I have been training for three months to do this hike. To reach the trailhead, after Hope take Highway 3 and drive for 18 km until you reach the West Gate of Manning Park Provincial Park. There, on your left, it is a parking lot that you can easily see because the entrance is adorned with a large carved marmot, this is where your hike starts.
The first part of the hike is a short section of Engineers Loop Trail across a talus slope.
This road was built in 1861 to take miners to the gold rush of Rock Creek and the Kootenays.

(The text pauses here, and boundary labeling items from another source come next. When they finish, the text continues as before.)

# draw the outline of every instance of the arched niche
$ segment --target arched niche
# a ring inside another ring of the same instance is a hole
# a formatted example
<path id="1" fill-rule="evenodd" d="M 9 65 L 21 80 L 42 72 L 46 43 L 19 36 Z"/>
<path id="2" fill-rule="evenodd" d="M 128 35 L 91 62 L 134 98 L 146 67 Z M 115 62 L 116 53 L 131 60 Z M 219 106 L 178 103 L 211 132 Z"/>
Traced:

The impressive rock walls are the foundation of a route that saw hundreds of men trudge the miles from Hope to the Similkameen with pack horses laden with supplies.
The road descended a little bit, on my left I saw a sign signposted for Mount Outram Trail . I followed the sign and very soon I started to gain height in a series of tight zigzags lying in deep forest.

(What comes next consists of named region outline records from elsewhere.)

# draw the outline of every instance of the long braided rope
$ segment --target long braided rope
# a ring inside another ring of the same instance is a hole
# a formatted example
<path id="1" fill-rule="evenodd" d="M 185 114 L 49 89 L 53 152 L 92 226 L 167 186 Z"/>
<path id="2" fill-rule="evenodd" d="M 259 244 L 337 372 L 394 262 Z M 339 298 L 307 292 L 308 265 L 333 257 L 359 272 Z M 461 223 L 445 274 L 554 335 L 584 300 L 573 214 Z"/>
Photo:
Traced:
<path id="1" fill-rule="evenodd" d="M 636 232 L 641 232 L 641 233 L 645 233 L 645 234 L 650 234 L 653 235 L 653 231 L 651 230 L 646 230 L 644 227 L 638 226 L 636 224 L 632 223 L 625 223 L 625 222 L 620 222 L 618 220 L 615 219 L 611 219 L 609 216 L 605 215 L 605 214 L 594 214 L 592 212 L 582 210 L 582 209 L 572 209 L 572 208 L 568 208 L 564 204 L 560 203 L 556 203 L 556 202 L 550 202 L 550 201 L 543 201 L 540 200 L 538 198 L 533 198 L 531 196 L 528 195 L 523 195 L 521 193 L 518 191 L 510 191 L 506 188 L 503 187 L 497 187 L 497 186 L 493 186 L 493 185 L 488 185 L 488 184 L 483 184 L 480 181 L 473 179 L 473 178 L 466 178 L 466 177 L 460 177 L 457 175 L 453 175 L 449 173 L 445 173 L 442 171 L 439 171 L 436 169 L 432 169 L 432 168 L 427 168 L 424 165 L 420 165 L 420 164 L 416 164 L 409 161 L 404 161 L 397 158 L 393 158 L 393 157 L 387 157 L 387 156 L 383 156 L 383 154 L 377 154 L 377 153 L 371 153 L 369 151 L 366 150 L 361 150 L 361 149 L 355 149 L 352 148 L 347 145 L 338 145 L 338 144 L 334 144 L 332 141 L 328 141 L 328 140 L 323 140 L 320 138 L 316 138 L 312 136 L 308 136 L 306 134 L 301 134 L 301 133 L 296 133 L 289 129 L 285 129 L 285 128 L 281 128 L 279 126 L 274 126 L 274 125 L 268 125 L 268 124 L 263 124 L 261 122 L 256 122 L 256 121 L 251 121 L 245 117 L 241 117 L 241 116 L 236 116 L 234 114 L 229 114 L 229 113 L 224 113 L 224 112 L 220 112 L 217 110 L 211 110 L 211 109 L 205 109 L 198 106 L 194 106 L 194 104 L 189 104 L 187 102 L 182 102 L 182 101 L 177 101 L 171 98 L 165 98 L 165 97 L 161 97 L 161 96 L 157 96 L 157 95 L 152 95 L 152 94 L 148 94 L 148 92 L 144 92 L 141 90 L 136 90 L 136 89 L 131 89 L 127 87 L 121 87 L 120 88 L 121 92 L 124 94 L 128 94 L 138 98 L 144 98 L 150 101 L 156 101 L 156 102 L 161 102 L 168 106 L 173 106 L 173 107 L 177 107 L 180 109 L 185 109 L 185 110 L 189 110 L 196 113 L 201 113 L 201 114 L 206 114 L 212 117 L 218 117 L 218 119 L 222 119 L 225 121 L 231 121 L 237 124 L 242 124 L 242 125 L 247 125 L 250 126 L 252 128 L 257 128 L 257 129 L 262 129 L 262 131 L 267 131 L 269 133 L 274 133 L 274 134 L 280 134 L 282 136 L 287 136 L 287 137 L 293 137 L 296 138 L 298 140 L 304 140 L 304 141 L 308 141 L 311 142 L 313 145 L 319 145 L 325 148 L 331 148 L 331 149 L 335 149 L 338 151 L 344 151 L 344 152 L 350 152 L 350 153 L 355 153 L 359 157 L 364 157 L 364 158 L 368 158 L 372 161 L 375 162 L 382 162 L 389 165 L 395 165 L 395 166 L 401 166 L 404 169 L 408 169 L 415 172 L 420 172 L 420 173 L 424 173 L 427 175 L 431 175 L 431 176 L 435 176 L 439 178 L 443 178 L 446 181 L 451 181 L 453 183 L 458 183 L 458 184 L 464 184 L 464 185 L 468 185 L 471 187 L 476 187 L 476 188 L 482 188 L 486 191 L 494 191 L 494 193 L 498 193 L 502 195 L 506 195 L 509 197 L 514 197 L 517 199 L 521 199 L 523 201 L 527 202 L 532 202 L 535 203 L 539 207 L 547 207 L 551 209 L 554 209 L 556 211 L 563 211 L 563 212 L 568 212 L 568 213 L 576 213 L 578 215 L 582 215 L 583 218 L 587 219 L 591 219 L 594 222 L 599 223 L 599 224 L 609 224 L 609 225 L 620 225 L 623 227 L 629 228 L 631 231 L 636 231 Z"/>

Then I crossed Seventeen Mile Creek and from this point the trees started to become sparser and smaller.
Although this hike starts inside Manning Provincial Park, the mountain itself, and 90 per cent of the hike, is outside the park.
During the ascent, you will have the opportunity to look south into the North Cascades, there is one particular mountain standing above anything else, Silvertip Mountain. At 2596 m (8517 ft) Silvertip is the highest mountain in the Skagit area of the Cascade Mountains. The name refers to the fact that Silvertip's summit holds snow late into the year when the surrounding ranges are bone dry, and does not apparently refer to any mineral deposits.

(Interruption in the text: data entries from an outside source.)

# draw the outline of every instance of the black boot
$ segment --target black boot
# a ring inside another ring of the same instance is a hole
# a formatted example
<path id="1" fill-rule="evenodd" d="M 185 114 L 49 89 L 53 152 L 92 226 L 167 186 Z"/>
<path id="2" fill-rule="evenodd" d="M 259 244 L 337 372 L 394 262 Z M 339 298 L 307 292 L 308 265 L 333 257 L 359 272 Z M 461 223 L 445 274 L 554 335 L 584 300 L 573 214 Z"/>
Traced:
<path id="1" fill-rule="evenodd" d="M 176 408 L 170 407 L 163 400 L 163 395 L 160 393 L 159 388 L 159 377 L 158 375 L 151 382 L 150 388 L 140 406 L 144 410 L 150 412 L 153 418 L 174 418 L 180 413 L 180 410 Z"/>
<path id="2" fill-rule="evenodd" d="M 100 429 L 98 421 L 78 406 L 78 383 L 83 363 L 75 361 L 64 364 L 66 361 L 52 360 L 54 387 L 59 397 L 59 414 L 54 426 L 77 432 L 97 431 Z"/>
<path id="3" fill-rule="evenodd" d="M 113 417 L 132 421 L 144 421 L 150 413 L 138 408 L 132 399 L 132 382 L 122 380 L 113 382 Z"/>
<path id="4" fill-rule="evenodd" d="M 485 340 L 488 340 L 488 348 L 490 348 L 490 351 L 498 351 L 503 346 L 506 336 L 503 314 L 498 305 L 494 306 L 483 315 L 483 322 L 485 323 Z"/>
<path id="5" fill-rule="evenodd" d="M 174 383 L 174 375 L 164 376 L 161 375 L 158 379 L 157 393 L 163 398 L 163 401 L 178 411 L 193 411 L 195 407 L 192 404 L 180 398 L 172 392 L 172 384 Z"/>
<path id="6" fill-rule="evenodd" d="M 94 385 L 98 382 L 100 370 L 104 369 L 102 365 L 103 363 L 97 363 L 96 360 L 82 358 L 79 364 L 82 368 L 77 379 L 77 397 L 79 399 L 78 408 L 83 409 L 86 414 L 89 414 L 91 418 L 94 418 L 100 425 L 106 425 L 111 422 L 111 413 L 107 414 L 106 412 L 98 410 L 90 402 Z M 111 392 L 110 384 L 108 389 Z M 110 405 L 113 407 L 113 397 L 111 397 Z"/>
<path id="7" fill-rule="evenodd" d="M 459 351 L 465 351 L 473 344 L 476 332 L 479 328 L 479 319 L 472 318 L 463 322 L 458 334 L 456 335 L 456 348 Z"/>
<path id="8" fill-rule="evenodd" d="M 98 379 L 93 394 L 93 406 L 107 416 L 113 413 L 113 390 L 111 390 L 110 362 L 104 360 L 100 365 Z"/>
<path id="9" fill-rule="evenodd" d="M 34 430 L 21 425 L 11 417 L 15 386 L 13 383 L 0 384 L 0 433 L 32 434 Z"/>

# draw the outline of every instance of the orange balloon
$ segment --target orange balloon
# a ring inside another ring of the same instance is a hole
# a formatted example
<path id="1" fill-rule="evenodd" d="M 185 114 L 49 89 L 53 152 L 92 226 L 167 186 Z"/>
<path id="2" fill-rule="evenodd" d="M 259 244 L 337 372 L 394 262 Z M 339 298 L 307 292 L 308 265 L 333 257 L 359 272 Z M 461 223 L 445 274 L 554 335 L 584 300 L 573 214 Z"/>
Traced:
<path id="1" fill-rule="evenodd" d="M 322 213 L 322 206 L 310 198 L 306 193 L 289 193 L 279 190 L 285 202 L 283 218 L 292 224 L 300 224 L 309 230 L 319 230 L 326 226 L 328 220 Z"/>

Silvertip Mountan on the right
The forest soon yields into subalpine with views of Subalpine Fir. Subalpine Fir is a medium-sized tree growing to 20 m tall, exceptionally to 40-50 m tall, with a trunk up to 1 m diameter, and a very narrow conic crown.
I crossed an alpine meadow. I was visiting during the right time of the year (July-August) and I was able to see alpine flowers.
At around 1900 metres I have the first views of Mount Outram.
I keep walking on the left side along a rocky ridge. Here you can see an excellent example of a tree-line.
The tree-line or timberline is the edge of the habitat at which trees are capable of growing. Beyond the tree-line, they are unable to grow due to inappropriate environmental conditions
On my right I saw a tiny lake nestled in the basin, a good camping area.
Walking along the ridge I have views of another alpine lake and on the background more views of the North Cascades including Mount Baker.
After Mount Rainier, Baker is the most heavily glaciated of the Cascade volcanoes: the volume of snow and ice on Mount Baker (0.43 cubic miles, 1.8 cubic kilometers) is greater than that of all the other Cascades volcanoes (except Rainier) combined. It is also one of the snowiest places in the world: in 1999, Mount Baker set the (unofficial) world record for snowfall in a single season. (1124 inches/93.67 feet/2855 cm)
So far I was doing well thanks to the well-graded trail. But the last part of my hike became a rocky scramble leading to the summit shoulder.